In più capitoli ribadisce che il parlare debba essere sottoposto a un buon uso, giacché è inutile sapersi tenere bene a tavola se si adopera il turpiloquio o se ci si mostra eccessivamente verbosi impedendo agli altri di esprimersi. Gli interlocutori, infatti, annoverano tra loro i troppo verbosi, i pomposi, i vacui e i troppo silenziosi. Al fine di evitare questi eccessi, o queste mancanze, è fondamentale esercitare la virtù del discernimento, che permette di scovare il giusto mezzo aristotelico, ossia la virtù dell’equilibrio tra le parti. Nel settimo paragrafo si concentra invece sulla questione del ben vestire, e celebre è l’inizio che recita “Ben vestito dèe andar ciascuno, secondo sua conditione e secondo sua età, perciò che, altrimenti facendo, pare che egli sprezzi la gente”.
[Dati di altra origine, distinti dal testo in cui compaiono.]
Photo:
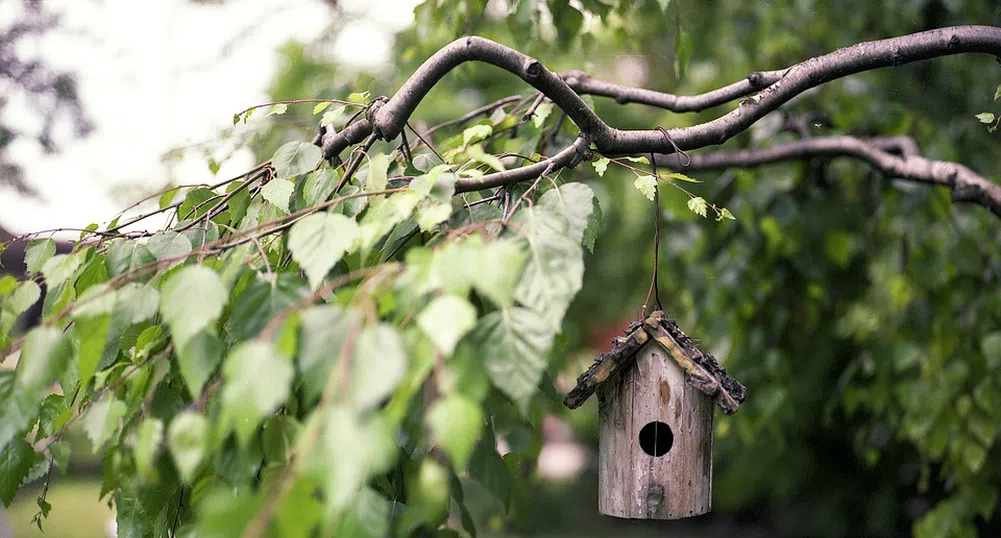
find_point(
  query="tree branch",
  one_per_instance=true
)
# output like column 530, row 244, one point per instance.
column 386, row 120
column 966, row 184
Fondamentale, infatti, è la cura dell’abito, adeguata all’età, al contesto e alla condizione di chi lo porta, al fine di mostrare rispetto nei confronti del prossimo. Sia l’eccessivo sfarzo che l’eccessiva trascuratezza vengono infatti condannati, così come lo spogliarsi in pubblico o l’allacciarsi le calze in mezzo alle altre persone. Nel capitolo 26 il Della Casa dice che gli uomini differiscono dagli animali proprio per via della loro capacità di riconoscere il bello e la giusta misura, quindi è proprio affinando il gusto e la sensibilità che l’individuo riesce ad elevarsi allontanandosi il più possibile dallo stadio bestiale. Il trattato si chiude con le norme per stare a tavola e con la condanna dell’intemperanza nel bere, divenute poi la base della buona creanza di un’Europa finalmente liberata dallo stato di rozzezza, disordine, immoralità, eccessiva libertà e diseducazione. Non resta che augurarsi che anche questa attuale Europa fatiscente, iperconsumistica, rozza e capitalista possa essere rieducata in fretta!

 

Per approfondimenti:
_Giovanni della Casa, Rime, Bur edizioni, 1993, Milano;
_Giovanni Della Casa, Galateo, edizioni Einaudi, 2006.